I thought I'd be an adult and took 3 solid days off. Didn't even cross train. Lots of ice and ibuprofen and I had no problem walking on Thursday. I took Friday off because I thought I'd be extra cautious. I tried to run Saturday, but I could feel my tendon. It didn't hurt, but was a little uncomfortable and just the fact I could feel where my tendon was wasn't a good sign, so I stopped at 5 minutes and walked home. Later in the day I swam 1700m at the pool (~50 minutes).
This morning, I went back and looked at my log. Actually I googled "peroneal tendonitis elliptical" and the first hit was a coolrunning thread where I was the second responder.
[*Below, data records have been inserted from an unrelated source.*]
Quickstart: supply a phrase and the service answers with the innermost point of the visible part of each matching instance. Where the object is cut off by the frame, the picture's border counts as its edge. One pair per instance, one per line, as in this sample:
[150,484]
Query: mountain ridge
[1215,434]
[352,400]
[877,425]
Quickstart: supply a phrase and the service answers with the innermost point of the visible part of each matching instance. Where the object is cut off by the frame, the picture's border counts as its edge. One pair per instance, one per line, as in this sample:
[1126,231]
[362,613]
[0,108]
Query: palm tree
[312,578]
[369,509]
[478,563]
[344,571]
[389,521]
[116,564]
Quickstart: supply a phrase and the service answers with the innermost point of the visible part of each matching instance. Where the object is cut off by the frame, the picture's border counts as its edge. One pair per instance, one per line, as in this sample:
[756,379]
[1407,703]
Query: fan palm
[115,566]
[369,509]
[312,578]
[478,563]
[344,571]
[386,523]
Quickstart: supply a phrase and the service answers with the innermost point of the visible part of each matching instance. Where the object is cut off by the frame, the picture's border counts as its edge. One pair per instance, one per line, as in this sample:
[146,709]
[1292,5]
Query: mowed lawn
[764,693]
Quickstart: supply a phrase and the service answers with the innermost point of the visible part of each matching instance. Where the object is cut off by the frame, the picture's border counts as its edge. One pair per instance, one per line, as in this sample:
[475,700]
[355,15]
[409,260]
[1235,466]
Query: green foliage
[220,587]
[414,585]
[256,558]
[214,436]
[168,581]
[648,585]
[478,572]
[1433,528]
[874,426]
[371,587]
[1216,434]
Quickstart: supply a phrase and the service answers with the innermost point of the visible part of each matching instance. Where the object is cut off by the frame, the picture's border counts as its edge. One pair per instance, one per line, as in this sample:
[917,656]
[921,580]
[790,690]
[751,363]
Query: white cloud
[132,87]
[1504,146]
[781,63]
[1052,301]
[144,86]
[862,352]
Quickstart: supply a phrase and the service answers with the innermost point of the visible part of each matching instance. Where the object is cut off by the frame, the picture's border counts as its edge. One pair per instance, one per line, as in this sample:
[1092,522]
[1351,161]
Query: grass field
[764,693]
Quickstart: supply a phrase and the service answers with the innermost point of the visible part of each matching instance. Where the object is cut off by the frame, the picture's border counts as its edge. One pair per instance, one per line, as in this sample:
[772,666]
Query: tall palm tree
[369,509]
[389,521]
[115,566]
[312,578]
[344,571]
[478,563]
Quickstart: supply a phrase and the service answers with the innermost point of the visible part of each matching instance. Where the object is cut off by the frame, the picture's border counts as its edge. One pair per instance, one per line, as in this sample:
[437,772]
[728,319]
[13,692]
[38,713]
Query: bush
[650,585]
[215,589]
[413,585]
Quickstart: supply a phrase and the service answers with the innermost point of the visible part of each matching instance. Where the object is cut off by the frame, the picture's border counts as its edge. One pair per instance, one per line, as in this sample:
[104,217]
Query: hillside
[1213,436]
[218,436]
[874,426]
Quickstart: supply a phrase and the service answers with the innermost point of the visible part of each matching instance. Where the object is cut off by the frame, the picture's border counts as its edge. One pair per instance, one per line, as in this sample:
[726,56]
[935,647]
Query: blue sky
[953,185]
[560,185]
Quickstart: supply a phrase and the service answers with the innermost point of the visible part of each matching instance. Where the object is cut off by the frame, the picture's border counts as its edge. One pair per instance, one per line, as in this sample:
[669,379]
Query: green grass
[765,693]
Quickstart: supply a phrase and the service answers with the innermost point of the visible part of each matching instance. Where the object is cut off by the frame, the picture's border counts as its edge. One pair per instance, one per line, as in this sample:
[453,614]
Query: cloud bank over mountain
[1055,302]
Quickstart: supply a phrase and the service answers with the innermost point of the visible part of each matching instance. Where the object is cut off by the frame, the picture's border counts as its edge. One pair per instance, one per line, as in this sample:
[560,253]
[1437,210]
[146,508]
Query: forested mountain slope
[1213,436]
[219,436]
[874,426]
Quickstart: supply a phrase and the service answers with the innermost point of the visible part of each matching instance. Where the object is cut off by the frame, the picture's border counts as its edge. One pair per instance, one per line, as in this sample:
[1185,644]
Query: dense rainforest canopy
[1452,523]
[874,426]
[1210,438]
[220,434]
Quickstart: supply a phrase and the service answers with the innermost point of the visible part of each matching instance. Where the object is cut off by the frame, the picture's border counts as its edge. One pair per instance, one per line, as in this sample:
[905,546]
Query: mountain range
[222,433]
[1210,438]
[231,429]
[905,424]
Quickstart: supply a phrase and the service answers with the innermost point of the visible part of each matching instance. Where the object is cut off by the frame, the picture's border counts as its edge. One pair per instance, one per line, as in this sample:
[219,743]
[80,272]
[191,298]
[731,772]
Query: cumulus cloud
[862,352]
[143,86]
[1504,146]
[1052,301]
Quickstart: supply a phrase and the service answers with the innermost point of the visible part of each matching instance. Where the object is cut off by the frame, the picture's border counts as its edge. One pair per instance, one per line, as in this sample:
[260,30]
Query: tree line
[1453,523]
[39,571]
I wrote I had peroneal tendonitis (diagnosed by an orthopedist). I felt it more on the edge of my foot, but also behind my ankle. I got it after my first race (a 10 miler). I just looked back at my logs. I ran in pain for 4 days, then over the next 10 days I used the elliptical trainer on 7 of them and took 3 off days. Then I ran 10 of the next 12 days, noting foot pain. After that I stopped putting foot pain it in my log.
Geez, I ran on it for 10 days with some pain after two weeks of elliptical? I figured if I waited for no discomfort, I'd wait forever, so I gave it a gentle go today. I did 40 minutes on the treadmill. I could feel it, but it wasn't terrible. It grew some over time, but not horrific. After the run I immediately iced. I'm walking around fine tonight, so I think I'll try again tomorrow. Maybe I can get to 50 minutes without hurting the next day's run. There's always a balance with these things. If you want to be in shape X days from now, the best approach probably isn't to wait until you're fully recovered, but to come back running a little less and then work to full volume as you get better. That's how I'm rationalizing it anyway. Look forward to another "stupid, stupid, stupid" post soon.